How is it possible for a mathematical formula to give rise to such passions and excitement? It is even claimed that there are two kinds of people: bayesians and non-bayesians, i.e. the ones who have seen the light of Bayes' formula and the ones who haven't. It is the formula that it is said to describe how learning functions and how scientific progress takes place. It describes how one can feel comfortable knowing that everything one knows is subjective. Well, it is all true! But when someone first hears such stories and maybe wants to get some insight, all that one usually finds is a blunt mathematical statement that doesn't look very revealing nor exciting. Where's all the fuss coming from? I'll try to describe the formula without the formula.

It is a formula about probabilities, subjective probabilities. A subjective probability is a number that describes how plausible a certain statement seems to you. A subjective probability always depends on your current knowledge (or on your prejudices, it doesn't matter how we call it). Something seems more or less plausible to you because you have a certain world view.

Bayes formula tells what happens to subjective probabilities when one receives some new information. You may find some statement S to have certain plausibility. How does this plausibility change when you receive some new information I?

There are several factors.

Firstly, in what conditions does the plausibility change at all: it depends how credible the new information is - if the new information isn't credible at all, it doesn't make any difference. It depends how relevant the new information is for the statement S. Secondly, if the plausibility changes - in what direction does it change and how much does it change: it depends on how surprising the new information is. If the new information is considered relevant and trustworthy and in the same time it is very surprising, i.e. you wouldn't have expected such information, the plausibility of S changes very much. The direction of change depends on whether S implies the information I, i.e. if the new information is something that supports the belief in the truth of S or, on the contrary, it supports the belief in non-S.
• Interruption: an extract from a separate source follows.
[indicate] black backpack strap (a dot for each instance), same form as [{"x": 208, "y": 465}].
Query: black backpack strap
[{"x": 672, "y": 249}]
Now, these are not four different, independent factors, there are only two factors. The credibility of information I is the same thing as how surprising I is - if something is too surprising, if it doesn't fit one's world view at all, one simply doesn't trust that information. One piece of information isn't trustworthy in itself, one decides whether to consider it reliable - i.e. this trustworthiness of information is subjective. And, finally, whether the information I supports S or non-S is the same thing with how relevant is I for S. If I supports S then obviously it is relevant for it. On the other hand, if it supports non-S obviously isn't relevant for S, it is relevant for non-S. The point here, again, is that whether some information supports S or non-S is also a subjective factor. Therefore, all we have here are subjective factors: the initial plausibility of S, before information I arrived, the relevance of I as judged by ourselves, and how surprising I is.

Nonetheless, in the mist of all this subjectivity, one is still able to constantly improve one's world view as new information become available. The idea is that no information should be completely discarded; each piece of information should be taken into account and weighted by its subjective relevance. The act of learning can be thus understood as a sequence of constantly adding new information, i.e. as a recurrence of Bayes' formula.

Each step looks like this: One considers one's beliefs, for example belief S and one assigns certain plausibility to S. Then, in the light of everything that one knows, one assigns a certain relevance to information I, and one is more or less surprised to find such a thing. Based on this, one changes the plausibility of S to some new plausibility. One repeats this process for all the statements S, for all the beliefs that one holds.

Bayes' formula provides a quantitative description of this process.